Over the past decade, Colgate’s average annualized returns have exceeded 8 percent, while Harvard’s returns during the same time frame are only 7.6 percent. These seemingly marginal differences are actually monumental for Colgate given the relative size of its endowment. With 45 times the resources, Harvard has access to any and all asset types, as well as the most expensive and effective investment managers in the world. This should allow them to find riskier assets that yield higher returns. While they made a 20 percent rate of return on real estate investments and a 30 percent rate of return on venture capital investments this year, obviously a majority of their investments performed far worse.
Colgate outperforming Harvard is part of a larger trend: across the nation, less elite counterparts are giving many Ivy League universities a run for their money. Across the nation, such universities are competing with, if not beating the performance of many Ivy League universities. For example, among schools with endowments over one billion dollars, Bowdoin College bested the competition with 14.4 percent returns this year. Even more surprising, an article in The New York Times last month reported schools with endowments under $25 million are seeing higher returns than schools with over one billion dollars. Headlining the upset, Southern Virginia University saw 10.2 percent returns this year and 11.2 percent average annualized returns in the ten years prior. The latter decennial statistic trumps the performance of endowment mammoths Yale, Princeton, Stanford and MIT. Against all intuition, it seems bigger is not necessarily better when it comes to endowment performance.
How could Southern Virginia and Colgate stay above the trend with such limited resources? Southern Virginia claims the largest endowments rely too heavily on alternative investments such as hedge funds and private equity, which constitute almost 60 percent of investments made by endowments over one billion dollars, and only 11 percent of those under $25 million.

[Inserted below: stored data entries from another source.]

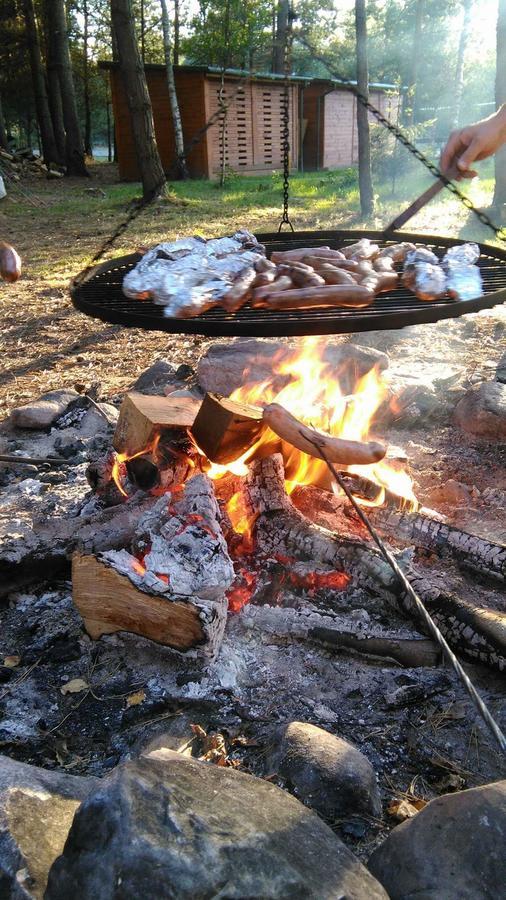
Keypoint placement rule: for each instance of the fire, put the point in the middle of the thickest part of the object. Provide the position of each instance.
(314, 394)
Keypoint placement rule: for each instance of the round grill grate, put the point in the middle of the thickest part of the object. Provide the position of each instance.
(101, 296)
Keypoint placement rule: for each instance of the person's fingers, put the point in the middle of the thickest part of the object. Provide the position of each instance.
(470, 154)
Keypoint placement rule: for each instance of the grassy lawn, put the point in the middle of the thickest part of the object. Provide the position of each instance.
(57, 226)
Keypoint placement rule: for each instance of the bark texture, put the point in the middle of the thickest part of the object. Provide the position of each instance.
(139, 103)
(364, 142)
(477, 632)
(500, 98)
(60, 54)
(182, 170)
(49, 147)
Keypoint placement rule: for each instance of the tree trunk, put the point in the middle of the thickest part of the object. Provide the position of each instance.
(88, 146)
(278, 59)
(49, 146)
(58, 39)
(4, 143)
(415, 56)
(177, 30)
(500, 98)
(364, 143)
(174, 105)
(139, 104)
(461, 56)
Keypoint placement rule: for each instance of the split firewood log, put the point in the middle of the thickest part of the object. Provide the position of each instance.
(309, 440)
(10, 263)
(339, 295)
(224, 429)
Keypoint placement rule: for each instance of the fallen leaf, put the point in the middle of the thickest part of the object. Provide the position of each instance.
(12, 661)
(405, 809)
(136, 699)
(75, 686)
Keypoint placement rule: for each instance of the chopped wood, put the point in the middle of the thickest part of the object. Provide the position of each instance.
(224, 429)
(346, 453)
(143, 417)
(477, 632)
(412, 652)
(109, 602)
(415, 528)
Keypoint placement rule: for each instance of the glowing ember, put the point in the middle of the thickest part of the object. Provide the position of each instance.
(313, 394)
(242, 590)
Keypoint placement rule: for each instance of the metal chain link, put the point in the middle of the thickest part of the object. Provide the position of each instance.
(138, 206)
(499, 232)
(285, 131)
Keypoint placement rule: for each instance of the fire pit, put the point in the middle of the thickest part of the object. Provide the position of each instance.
(101, 296)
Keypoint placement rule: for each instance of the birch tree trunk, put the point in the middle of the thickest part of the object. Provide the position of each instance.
(139, 103)
(88, 148)
(58, 39)
(461, 58)
(500, 98)
(278, 60)
(364, 142)
(182, 169)
(3, 132)
(47, 137)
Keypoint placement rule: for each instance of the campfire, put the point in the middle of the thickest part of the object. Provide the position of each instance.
(227, 479)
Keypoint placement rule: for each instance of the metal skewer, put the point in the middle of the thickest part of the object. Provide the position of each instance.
(431, 625)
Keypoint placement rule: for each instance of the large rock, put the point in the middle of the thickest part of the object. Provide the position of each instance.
(326, 772)
(454, 849)
(225, 367)
(168, 826)
(41, 413)
(483, 410)
(36, 811)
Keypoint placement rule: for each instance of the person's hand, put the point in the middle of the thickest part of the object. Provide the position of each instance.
(468, 145)
(10, 263)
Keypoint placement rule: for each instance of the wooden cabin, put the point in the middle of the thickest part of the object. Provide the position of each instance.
(250, 140)
(329, 115)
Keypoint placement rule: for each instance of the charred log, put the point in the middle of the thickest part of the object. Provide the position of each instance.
(478, 633)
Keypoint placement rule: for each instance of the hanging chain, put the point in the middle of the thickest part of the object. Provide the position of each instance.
(285, 115)
(500, 233)
(138, 206)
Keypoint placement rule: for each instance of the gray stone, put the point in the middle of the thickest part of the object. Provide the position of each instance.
(482, 410)
(325, 772)
(41, 413)
(454, 849)
(36, 811)
(225, 367)
(168, 826)
(155, 379)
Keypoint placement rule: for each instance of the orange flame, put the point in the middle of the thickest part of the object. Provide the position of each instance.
(314, 394)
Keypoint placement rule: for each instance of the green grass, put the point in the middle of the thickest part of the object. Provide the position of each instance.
(75, 220)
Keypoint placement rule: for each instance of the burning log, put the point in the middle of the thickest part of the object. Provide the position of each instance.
(280, 528)
(142, 418)
(109, 601)
(173, 589)
(345, 453)
(224, 429)
(469, 550)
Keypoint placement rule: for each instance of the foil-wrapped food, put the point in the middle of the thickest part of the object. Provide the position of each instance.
(456, 275)
(189, 276)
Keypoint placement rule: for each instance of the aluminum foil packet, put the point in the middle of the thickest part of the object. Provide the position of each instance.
(190, 275)
(463, 278)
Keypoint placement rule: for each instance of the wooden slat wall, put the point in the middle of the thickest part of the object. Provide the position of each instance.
(253, 141)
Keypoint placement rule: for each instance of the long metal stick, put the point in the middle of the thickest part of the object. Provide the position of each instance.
(431, 625)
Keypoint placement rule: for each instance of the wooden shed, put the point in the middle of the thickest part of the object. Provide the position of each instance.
(329, 115)
(252, 135)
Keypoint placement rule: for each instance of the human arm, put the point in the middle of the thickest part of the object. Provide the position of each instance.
(474, 142)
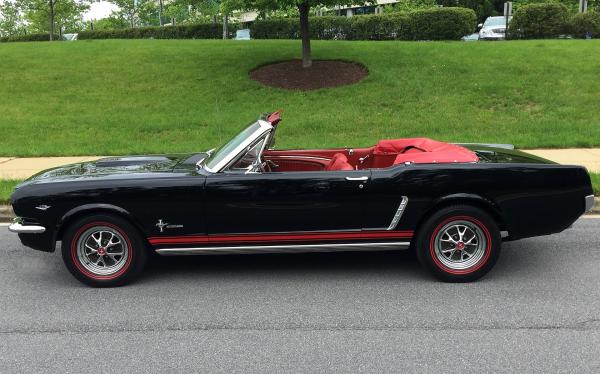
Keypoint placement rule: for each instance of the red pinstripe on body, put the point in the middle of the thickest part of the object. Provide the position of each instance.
(281, 237)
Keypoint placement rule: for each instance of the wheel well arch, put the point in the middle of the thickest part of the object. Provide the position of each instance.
(465, 199)
(85, 210)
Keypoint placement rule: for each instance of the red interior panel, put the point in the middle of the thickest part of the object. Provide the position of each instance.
(385, 154)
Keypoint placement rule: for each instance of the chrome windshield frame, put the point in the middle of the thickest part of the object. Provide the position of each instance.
(265, 127)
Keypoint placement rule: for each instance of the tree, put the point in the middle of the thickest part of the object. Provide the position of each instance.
(11, 20)
(112, 22)
(49, 15)
(136, 12)
(303, 9)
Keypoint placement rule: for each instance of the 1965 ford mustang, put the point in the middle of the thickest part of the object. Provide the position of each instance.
(452, 204)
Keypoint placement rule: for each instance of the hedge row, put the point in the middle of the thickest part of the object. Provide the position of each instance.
(549, 20)
(584, 24)
(198, 31)
(28, 38)
(429, 24)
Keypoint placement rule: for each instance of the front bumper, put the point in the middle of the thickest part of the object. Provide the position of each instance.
(19, 228)
(589, 202)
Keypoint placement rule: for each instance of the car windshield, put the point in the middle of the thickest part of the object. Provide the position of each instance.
(495, 21)
(217, 156)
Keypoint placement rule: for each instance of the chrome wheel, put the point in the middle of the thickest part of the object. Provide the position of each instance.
(460, 245)
(102, 250)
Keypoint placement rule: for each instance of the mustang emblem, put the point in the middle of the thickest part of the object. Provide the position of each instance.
(165, 225)
(161, 225)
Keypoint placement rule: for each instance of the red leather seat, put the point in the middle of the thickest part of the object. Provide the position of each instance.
(421, 150)
(339, 161)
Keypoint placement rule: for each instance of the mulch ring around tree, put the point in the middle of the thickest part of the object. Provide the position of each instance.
(322, 74)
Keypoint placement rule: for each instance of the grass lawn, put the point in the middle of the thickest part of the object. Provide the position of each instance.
(596, 183)
(7, 187)
(151, 96)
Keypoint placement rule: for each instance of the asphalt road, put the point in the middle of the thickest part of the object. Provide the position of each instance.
(537, 311)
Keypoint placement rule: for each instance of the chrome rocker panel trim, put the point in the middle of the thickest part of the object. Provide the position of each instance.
(298, 248)
(589, 202)
(26, 229)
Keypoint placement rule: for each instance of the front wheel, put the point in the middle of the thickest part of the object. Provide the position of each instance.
(102, 250)
(459, 244)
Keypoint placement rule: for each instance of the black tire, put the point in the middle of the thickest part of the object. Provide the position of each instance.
(127, 258)
(451, 256)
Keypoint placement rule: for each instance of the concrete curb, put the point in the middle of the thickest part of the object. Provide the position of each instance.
(7, 214)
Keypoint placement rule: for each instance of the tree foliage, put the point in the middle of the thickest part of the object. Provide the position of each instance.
(11, 19)
(47, 16)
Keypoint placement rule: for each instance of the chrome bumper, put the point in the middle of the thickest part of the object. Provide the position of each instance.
(26, 229)
(589, 202)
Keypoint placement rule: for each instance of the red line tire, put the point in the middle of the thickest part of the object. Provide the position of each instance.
(458, 243)
(103, 250)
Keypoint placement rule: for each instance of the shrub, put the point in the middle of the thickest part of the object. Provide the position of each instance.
(442, 23)
(583, 23)
(535, 21)
(426, 24)
(28, 38)
(197, 31)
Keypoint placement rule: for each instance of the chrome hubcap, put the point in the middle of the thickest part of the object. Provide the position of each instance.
(102, 250)
(460, 245)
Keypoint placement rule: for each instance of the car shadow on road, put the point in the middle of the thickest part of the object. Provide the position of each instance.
(517, 261)
(401, 262)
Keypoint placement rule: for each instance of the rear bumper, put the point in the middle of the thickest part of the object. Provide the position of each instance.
(589, 202)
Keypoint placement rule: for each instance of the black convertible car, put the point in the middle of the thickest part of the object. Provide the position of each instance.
(452, 204)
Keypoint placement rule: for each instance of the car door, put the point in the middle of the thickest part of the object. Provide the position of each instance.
(275, 202)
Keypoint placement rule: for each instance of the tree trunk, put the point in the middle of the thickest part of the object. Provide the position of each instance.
(51, 19)
(305, 34)
(225, 30)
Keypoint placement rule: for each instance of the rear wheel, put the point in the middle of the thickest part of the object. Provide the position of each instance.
(458, 243)
(102, 250)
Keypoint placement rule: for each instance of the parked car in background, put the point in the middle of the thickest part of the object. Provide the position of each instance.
(70, 37)
(471, 37)
(494, 28)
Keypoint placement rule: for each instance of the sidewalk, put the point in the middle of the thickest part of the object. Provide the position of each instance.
(21, 168)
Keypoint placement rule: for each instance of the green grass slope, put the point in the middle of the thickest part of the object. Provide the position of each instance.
(151, 96)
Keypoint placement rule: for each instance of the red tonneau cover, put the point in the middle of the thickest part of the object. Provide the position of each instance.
(424, 150)
(274, 118)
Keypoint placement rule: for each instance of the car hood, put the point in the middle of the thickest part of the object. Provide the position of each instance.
(118, 167)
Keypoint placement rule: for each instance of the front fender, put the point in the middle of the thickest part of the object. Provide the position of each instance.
(87, 209)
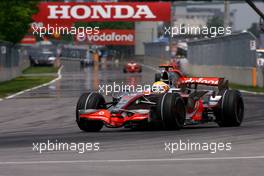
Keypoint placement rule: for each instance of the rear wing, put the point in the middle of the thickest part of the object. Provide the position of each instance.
(211, 81)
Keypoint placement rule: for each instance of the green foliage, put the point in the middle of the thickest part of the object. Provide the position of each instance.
(15, 17)
(22, 83)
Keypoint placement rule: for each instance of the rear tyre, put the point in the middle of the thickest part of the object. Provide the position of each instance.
(231, 111)
(89, 101)
(157, 77)
(171, 110)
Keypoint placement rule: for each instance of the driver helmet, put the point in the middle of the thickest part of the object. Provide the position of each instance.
(160, 87)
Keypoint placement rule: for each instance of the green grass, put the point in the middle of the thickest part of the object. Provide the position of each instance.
(37, 70)
(22, 83)
(247, 88)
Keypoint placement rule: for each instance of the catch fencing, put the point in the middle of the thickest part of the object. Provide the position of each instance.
(13, 59)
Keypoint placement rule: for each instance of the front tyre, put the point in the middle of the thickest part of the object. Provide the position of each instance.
(231, 112)
(171, 110)
(89, 101)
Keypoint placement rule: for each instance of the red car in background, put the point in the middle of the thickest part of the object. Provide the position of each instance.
(132, 67)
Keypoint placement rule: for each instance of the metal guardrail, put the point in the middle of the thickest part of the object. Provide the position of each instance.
(232, 50)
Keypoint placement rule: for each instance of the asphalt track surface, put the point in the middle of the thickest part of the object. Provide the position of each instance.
(48, 114)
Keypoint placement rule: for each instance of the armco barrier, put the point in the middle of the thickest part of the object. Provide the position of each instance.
(13, 59)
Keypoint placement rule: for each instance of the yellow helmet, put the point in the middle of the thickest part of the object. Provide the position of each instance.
(160, 87)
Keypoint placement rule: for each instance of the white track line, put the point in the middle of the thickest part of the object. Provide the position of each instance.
(128, 161)
(42, 85)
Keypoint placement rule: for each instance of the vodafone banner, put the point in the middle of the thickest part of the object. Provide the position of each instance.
(60, 12)
(108, 37)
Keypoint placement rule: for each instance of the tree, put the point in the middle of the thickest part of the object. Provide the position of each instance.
(15, 17)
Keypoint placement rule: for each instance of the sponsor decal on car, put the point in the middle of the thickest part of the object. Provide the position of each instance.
(210, 81)
(72, 12)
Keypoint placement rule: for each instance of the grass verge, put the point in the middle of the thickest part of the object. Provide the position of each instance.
(43, 69)
(21, 83)
(247, 88)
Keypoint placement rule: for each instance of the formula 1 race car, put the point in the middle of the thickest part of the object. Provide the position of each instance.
(170, 109)
(132, 67)
(170, 74)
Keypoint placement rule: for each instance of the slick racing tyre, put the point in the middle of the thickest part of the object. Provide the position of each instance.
(91, 101)
(157, 77)
(231, 112)
(171, 110)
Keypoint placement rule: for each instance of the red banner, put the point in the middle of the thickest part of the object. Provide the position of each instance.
(68, 13)
(108, 37)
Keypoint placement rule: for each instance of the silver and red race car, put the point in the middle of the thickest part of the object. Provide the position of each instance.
(132, 67)
(191, 101)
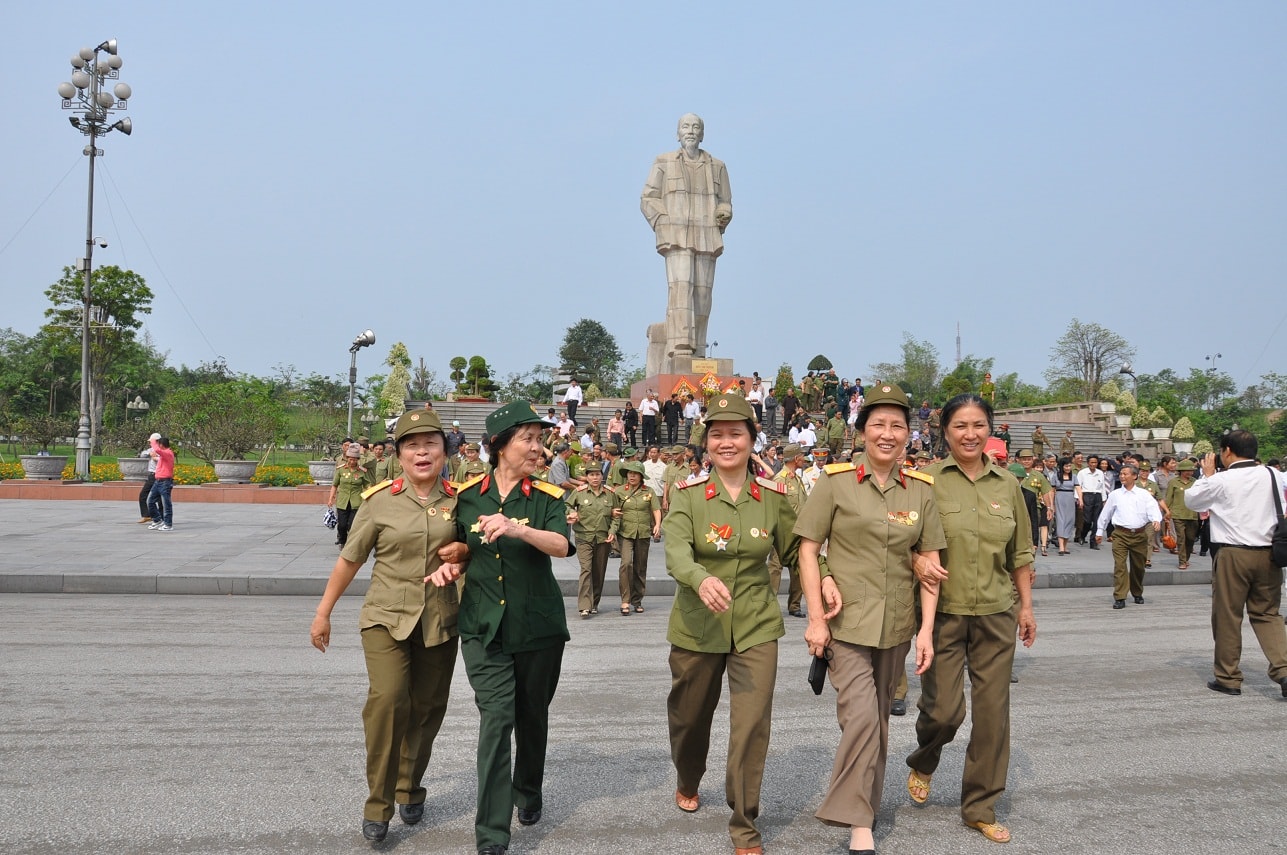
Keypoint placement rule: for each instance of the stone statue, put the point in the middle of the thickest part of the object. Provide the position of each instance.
(689, 204)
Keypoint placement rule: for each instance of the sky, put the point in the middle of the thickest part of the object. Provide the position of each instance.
(465, 177)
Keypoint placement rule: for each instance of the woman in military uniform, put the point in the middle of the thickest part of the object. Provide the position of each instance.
(512, 623)
(873, 516)
(590, 510)
(346, 488)
(718, 533)
(987, 560)
(636, 520)
(408, 629)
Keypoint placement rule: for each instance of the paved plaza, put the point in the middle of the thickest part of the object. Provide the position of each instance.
(207, 724)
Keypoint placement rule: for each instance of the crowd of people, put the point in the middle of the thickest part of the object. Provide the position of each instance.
(911, 535)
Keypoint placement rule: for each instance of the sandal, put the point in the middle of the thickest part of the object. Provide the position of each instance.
(995, 832)
(918, 787)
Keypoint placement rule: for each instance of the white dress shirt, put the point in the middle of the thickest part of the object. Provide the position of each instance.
(1130, 507)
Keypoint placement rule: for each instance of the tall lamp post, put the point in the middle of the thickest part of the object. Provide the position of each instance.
(85, 94)
(363, 340)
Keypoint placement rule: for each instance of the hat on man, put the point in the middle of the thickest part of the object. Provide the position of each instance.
(730, 407)
(512, 415)
(417, 421)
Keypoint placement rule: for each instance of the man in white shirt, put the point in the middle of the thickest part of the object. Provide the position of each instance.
(649, 408)
(1243, 515)
(1135, 515)
(1090, 498)
(573, 398)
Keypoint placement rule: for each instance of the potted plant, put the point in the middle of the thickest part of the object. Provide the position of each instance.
(1183, 435)
(1140, 421)
(1108, 397)
(1162, 422)
(223, 422)
(44, 432)
(1125, 407)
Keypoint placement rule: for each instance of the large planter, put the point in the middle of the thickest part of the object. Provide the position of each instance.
(133, 468)
(41, 468)
(322, 471)
(234, 471)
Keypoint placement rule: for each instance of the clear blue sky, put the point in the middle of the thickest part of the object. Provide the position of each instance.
(465, 177)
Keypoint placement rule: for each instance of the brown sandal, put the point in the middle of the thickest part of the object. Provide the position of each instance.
(918, 787)
(995, 832)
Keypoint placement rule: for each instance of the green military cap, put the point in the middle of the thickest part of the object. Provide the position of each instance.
(730, 407)
(417, 421)
(511, 415)
(887, 393)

Colgate has taken a stand somewhere between the two extremes, diversifying across asset classes into domestic and international equities (stocks), fixed income (bonds) and alternative investments.
If you are looking for someone to thank for the financial aid package that met 100 percent of your demonstrated need, or simply for the perfectly groomed trees on Willow Path, the Investment Office is a good place to start. Chief Investment Officer Joseph S. Hope and the Endowment Management & Finance Committee indirectly make these allocation decisions by strategically selecting investment managers who do the actual investing. They have leveraged alumni support to capitalize on lucrative investment opportunities, living in the top quartile of endowment returns over the most recent measurement periods. Through investments in successful investment managers, the endowment contributes 25 percent of the operating budget, largely to support the financial aid recipients that make up two-fifths of the student body. It has buoyed the university through the financial crisis and funded countless programs that benefit the entire Colgate community. When it comes to growing our financial resources, Colgate is punching above its weight and its students are cashing in on the prize.